Dynamically allocated pseudo-filesystems

Posted May 17, 2022 23:41 UTC (Tue) by dgc (subscriber, #6611)
In reply to: Dynamically allocated pseudo-filesystems by neilbrown
Parent article: Dynamically allocated pseudo-filesystems

> > a find from the root took multiple minutes, and pegged the CPU at 100%, to find that there were 31 million files in it.
>
> Is this even slightly surprising?

Nope.

> If you want "find" to be fast, keep everything in the cache and put up with the memory cost.

But that's just plain wrong. Caches only speed up the *second* access and find is generally a single access cold cache workload.

Indeed, what I find surprising is that nobody seems to recognise that the limit here is find being "100% CPU bound". That is, find isn't automatically multithreading and making use of all the CPUs in the system. Yet find is a trivially parallelisable workload - iterating individual (sub-) directories per thread scales almost perfectly out to either IO or CPU hardware limits.

e.g. I can run a concurrent find+stat iteration that visits every inode in a directory structure of over 50 million inodes on XFS in about a 1m30s on my test machine before 16+ CPUs are fully CPU bound on inode cache lock contention. With lock contention sorted, it scales out to 32 CPUs and comes down to about 30s - roughly 1.5 million inodes a second can be streamed through the dentry and inode cache before being CPU bound again.

The inode cache alone on this machine can stream about 6 million cold inodes/s (XFS bulkstat on same 50 million inodes using DONT_CACHE) before we run out of CPU and memory reclaim starts to fall over handling the >10GB/s of memory allocation and reclaim this requires (on a 16GB RAM machine). And even with this sort of crazy high inode scanning rate, the disk is only barely over 50% utilised at ~150k IOPS and 3.5GB/s of read bandwith.

Modern SSDs are *crazy fast* and we can build machines containing dozens of them and we have the memory bandwidth to feed them all. In memory and pseudo filesystems that use CPUs to do all the processing/IO (and I include PMEM+DAX in that group) are *slow* compared to the amount of cached data we can stream and access via asynchronous DMA directly to/from the hardware.

So what this anecdote says to me is that this 'find is slow' problem is caused by the fact our basic filesystem tools still treat systems and storage as if it still is a machine from the 1980s - one CPU and a real slow spinning disk - and so fail to use much of the capability the hardware actually has....

> Beware of premature optimisation (the rt of al evl)

Yup, optimising OS structures because a single threaded find is CPU bound is optimising the wrong thing. We should be providing tools that can, out of the box, scale out to the capability of the underlying hardware they are provided with. There's orders of magnitude to be gained by scaling out the tool, optimising for a single CPU bound workload will, at best, gain a few percent.

-Dave.

Dynamically allocated pseudo-filesystems

Posted May 18, 2022 6:04 UTC (Wed) by zdzichu (subscriber, #17118) [Link] (2 responses)

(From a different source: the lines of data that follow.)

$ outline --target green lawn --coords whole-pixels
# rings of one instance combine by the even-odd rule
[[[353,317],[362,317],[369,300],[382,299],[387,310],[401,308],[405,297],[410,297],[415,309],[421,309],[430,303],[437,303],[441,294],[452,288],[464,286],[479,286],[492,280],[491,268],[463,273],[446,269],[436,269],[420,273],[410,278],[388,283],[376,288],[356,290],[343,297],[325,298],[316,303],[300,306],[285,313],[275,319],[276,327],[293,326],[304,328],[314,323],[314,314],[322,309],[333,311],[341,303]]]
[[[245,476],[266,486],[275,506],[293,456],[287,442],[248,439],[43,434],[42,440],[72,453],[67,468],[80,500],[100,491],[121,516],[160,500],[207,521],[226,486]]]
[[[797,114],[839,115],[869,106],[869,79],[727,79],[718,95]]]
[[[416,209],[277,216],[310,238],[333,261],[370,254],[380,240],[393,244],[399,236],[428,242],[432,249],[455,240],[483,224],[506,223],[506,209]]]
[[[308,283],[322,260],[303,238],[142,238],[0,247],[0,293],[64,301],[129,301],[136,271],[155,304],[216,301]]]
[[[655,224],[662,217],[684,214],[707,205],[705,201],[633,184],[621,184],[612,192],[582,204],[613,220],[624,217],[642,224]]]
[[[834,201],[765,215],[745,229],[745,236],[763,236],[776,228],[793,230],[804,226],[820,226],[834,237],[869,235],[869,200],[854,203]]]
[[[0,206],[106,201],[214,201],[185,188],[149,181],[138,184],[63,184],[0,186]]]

The article didn't state _which find_ was used. We guess it was GNU/find.
I'm personally using https://github.com/sharkdp/fd daily. It parallelizes on all CPU cores by default.

Dynamically allocated pseudo-filesystems

Posted May 18, 2022 8:43 UTC (Wed) by dgc (subscriber, #6611) [Link] (1 responses)

True, but it doesn't really matter _which find_ was used if it only used 100% CPU. A parallel find that was constrained to a single cpu would behave the same.

FWIW, I do know there are find (and other tool) variants out there that are multi-threaded. I use tools like lbzip2 because compression is another common operation that is trivially parallelisable. The problem is we have to go out of our way to discover and then install multi-threaded tools. It is long past the point where the distros should be defaulting to parallelised versions of common tools rather than they being the exception...

-Dave.

Dynamically allocated pseudo-filesystems

Posted May 26, 2022 14:31 UTC (Thu) by mrugiero (guest, #153040) [Link]

> I use tools like lbzip2 because compression is another common operation that is trivially parallelisable.

There are caveats for complession. Block schemes like bzip2 are trivially parallelisable with increased memory usage (which is quite low anyway) as the only drawback, but Lempel-Ziv and streaming compressors in general may take a hit to compression ratio, at least if done without care.

Dynamically allocated pseudo-filesystems

Posted May 23, 2022 4:33 UTC (Mon) by alison (subscriber, #63752) [Link]

A colleague once filed a bug ticket with the complaint that "find" on /proc took so long. "Tell Linus," I wrote in the comments and marked as "Won't Fix."